Token Counting

Accurate token counting is crucial for RAG applications to ensure chunks fit within LLM context windows. chunkx allows you to customize how "size" is calculated.

Built-in Counters

chunkx comes with several built-in counters for common use cases.

SimpleTokenCounter (Default)

Splits text by whitespace to estimate token count. Fast and sufficient for rough estimations or when exact token limits aren't strict.

ByteCounter

Counts the number of bytes in the chunk content. Useful when storage or transmission limits are byte-based.

import "github.com/gomantics/chunkx"

chunks, err := chunker.Chunk(code,
    chunkx.WithLanguage(languages.Python),
    chunkx.WithMaxSize(4096),
    chunkx.WithTokenCounter(&chunkx.ByteCounter{}),
)

LineCounter

Counts the number of lines. Useful for display purposes or simple splitting.
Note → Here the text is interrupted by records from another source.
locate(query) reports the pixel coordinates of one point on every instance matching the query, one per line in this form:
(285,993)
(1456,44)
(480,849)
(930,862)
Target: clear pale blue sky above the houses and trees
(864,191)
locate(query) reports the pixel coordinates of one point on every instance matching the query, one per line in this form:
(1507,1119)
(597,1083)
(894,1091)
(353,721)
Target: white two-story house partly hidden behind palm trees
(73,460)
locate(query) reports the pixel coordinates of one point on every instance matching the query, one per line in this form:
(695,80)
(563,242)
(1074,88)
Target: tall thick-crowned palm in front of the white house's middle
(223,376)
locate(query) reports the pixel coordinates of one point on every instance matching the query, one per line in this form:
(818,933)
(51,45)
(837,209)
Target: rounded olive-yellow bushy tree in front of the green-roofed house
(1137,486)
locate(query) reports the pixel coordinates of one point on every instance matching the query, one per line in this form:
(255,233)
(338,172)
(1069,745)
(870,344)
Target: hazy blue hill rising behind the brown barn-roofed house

chunks, err := chunker.Chunk(code,
    chunkx.WithTokenCounter(&chunkx.LineCounter{}),
)

Custom Token Counters

You can implement the TokenCounter interface to provide your own logic.

type TokenCounter interface {
    CountTokens(text string) (int, error)
}

Example of a custom counter:

type WordCounter struct{}

func (w *WordCounter) CountTokens(text string) (int, error) {
    return len(strings.Fields(text)), nil
}

// Usage
chunker.Chunk(code, chunkx.WithTokenCounter(&WordCounter{}))

OpenAI Integration (tiktoken)

For production applications using OpenAI models (GPT-4, GPT-3.5), you should use a tokenizer that matches the model's vocabulary. The tiktoken-go library is recommended.

import (
    "github.com/pkoukk/tiktoken-go"
    "github.com/gomantics/chunkx"
)

type TikTokenCounter struct {
    encoding *tiktoken.Tiktoken
}

func NewTikTokenCounter(model string) (*TikTokenCounter, error) {
    encoding, err := tiktoken.EncodingForModel(model)
    if err != nil {
        return nil, err
    }
    return &TikTokenCounter{encoding: encoding}, nil
}

func (t *TikTokenCounter) CountTokens(text string) (int, error) {
    // Encode returns the tokens; we just need the count
    tokens := t.encoding.Encode(text, nil, nil)
    return len(tokens), nil
}

func main() {
    counter, _ := NewTikTokenCounter("gpt-4")

    chunks, _ := chunker.Chunk(code,
        chunkx.WithMaxSize(8192), // Exact GPT-4 token limit
        chunkx.WithTokenCounter(counter),
    )
}

This approach ensures your chunks are maximally sized without exceeding the model's context window.